I found it pretty damn cool to simply get dropped into a Pokémon world with the ability to go wherever I wanted, whenever I wanted. Summoning Koraidon and sprinting across the fields and deserts of Paldea was fun in a way that exploration usually isn’t in these games. There’s a simple pleasure to climbing a tower or a mountain, and gliding through the air to a distant area — it’s something that Pokémon has never had before in a main series title.
As someone who likes the Pokémon games but isn’t hardcore about them by any means, I’ve been begging for changes like this for years. For too long, the series has been stuck in its ways, holding onto linear design conventions from the Game Boy era. The fact that Scarlet and Violet seem to be genuinely different games is thrilling, but I’d also advise hardcore fans not to worry. That familiar Pokémon DNA is still present.
Still the same Pokémon where it matters most
I’d liken Scarlet and Violet to a sandwich, where the ingredients are mostly the same as they’ve always been, but the bread holding them together has been changed for variety’s sake.
In other words, while the pace at which you explore the world and the means you use to do so have been radically altered, your goals remain mostly unchanged. You’re here to discover and catch as many pocket monsters as you can, engaging in easy-to-grasp, turn-based battles along the way.
While the core gameplay loop there hasn’t changed much, the presentation has. Battles no longer whisk you away to a small arena outside of the overworld. Now they start seamlessly wherever you and the enemy Pokémon were standing without any loading. Pokémon Centers, used for healing, are now little roadside stalls placed in the open world, complete with shops and even a station for crafting new moves out of materials you get for winning fights.
That alone has the potential to make the game grindy as hell, but you can now press a button to send a Pokémon out to auto-battle nearby enemies until its HP runs out.
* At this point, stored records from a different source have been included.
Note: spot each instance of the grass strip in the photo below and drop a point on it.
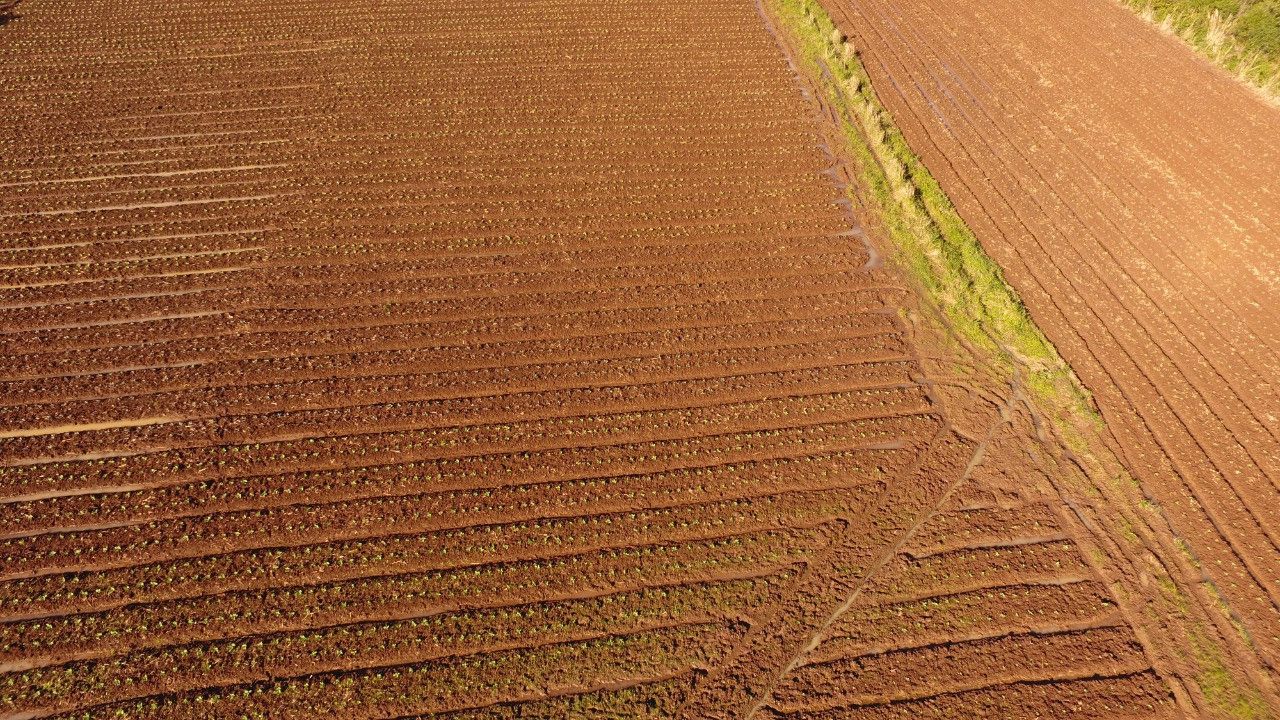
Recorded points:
(1240, 36)
(929, 238)
(941, 254)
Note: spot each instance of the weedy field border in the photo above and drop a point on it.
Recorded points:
(931, 242)
(1212, 33)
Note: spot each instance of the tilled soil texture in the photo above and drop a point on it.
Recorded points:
(488, 360)
(1132, 194)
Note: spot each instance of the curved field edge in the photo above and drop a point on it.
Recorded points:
(1240, 37)
(942, 256)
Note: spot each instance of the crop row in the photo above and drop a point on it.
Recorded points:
(871, 336)
(561, 415)
(405, 593)
(414, 639)
(164, 466)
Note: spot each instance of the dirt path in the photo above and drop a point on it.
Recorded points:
(1132, 192)
(490, 359)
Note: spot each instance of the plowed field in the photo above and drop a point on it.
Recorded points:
(492, 359)
(1130, 191)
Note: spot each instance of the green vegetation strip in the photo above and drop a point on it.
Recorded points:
(936, 247)
(1242, 36)
(929, 238)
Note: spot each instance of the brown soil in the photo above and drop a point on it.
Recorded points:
(403, 359)
(1129, 191)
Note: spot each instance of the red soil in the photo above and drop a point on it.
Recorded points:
(403, 359)
(1130, 192)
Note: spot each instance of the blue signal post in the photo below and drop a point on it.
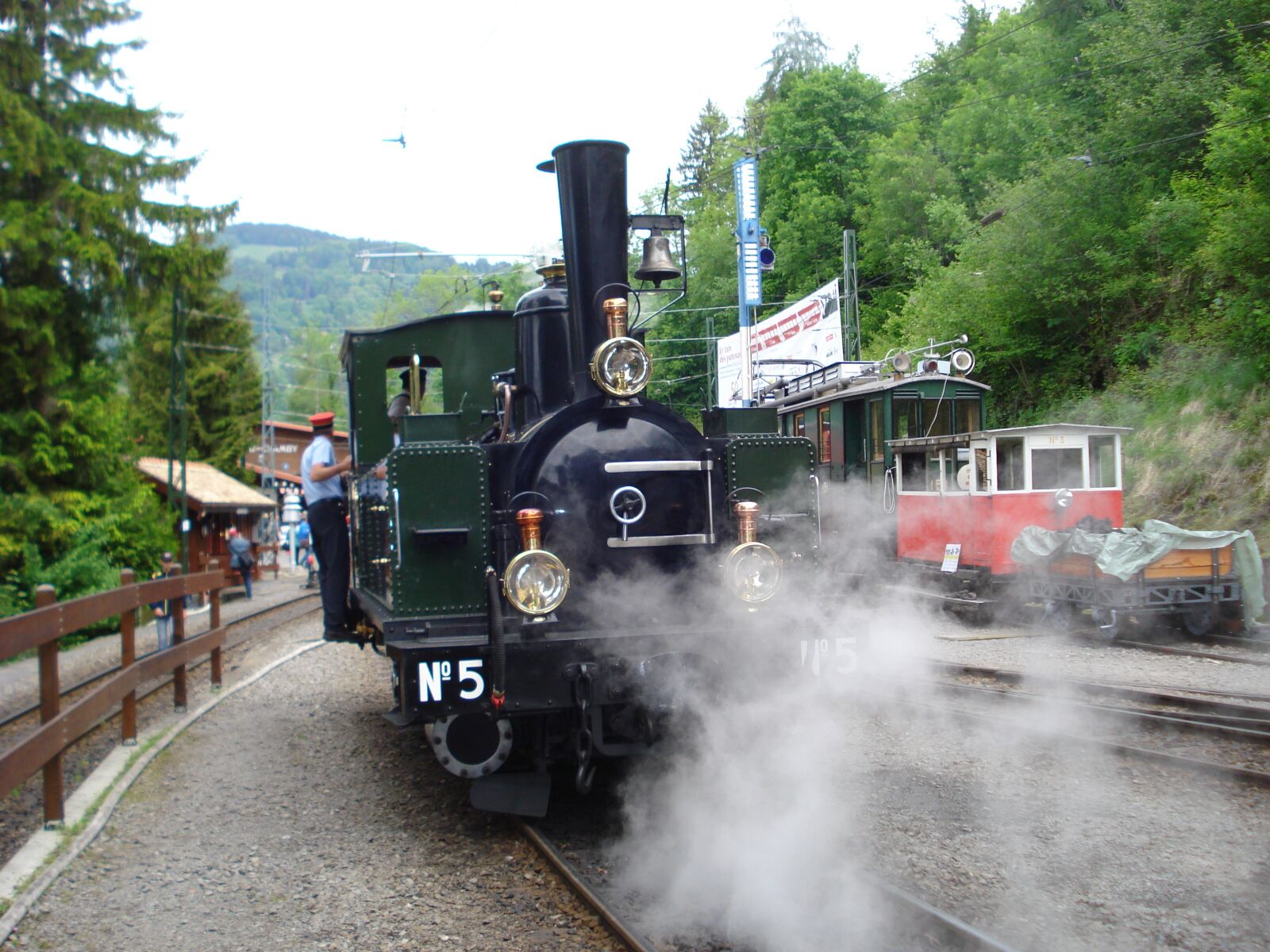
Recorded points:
(749, 278)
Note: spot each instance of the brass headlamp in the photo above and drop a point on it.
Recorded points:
(535, 582)
(620, 366)
(752, 569)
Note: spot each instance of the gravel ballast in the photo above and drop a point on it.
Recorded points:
(294, 816)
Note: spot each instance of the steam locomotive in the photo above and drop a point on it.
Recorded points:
(545, 569)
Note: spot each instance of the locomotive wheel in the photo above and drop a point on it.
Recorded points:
(1199, 621)
(1060, 616)
(1108, 622)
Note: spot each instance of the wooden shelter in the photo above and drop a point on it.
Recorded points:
(216, 503)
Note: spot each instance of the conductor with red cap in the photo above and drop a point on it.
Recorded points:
(324, 493)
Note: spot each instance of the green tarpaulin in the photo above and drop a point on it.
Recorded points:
(1126, 552)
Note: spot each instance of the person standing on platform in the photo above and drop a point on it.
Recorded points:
(304, 539)
(241, 560)
(324, 492)
(163, 609)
I found this to be an incredibly quick way to get XP and materials (even if you get more for fighting the real way), with the added benefit of being able to run around and collect any items nearby while your little homie battles away.
Aside from the new movement abilities, I’d call that the best new feature I saw in my time with Scarlet and Violet. This is very much a Pokémon game at its core, but it’s one you can now approach more casually than before. Not every wild Pokémon is worth the effort it takes to fight, but at least you can net the benefits of doing so while lazily standing by.
I love receiving rewards for doing no work.
Oh, and to bring the sandwich metaphor full circle: You can actually throw picnics for your Pokémon, complete with a physics-based sandwich-building minigame. It’s the best. I am going to spend hours and hours doing that when Pokémon Scarlet and Violet releases later this fall.
Pokémon Scarlet and Pokémon Violet come to Nintendo Switch on Nov. 18.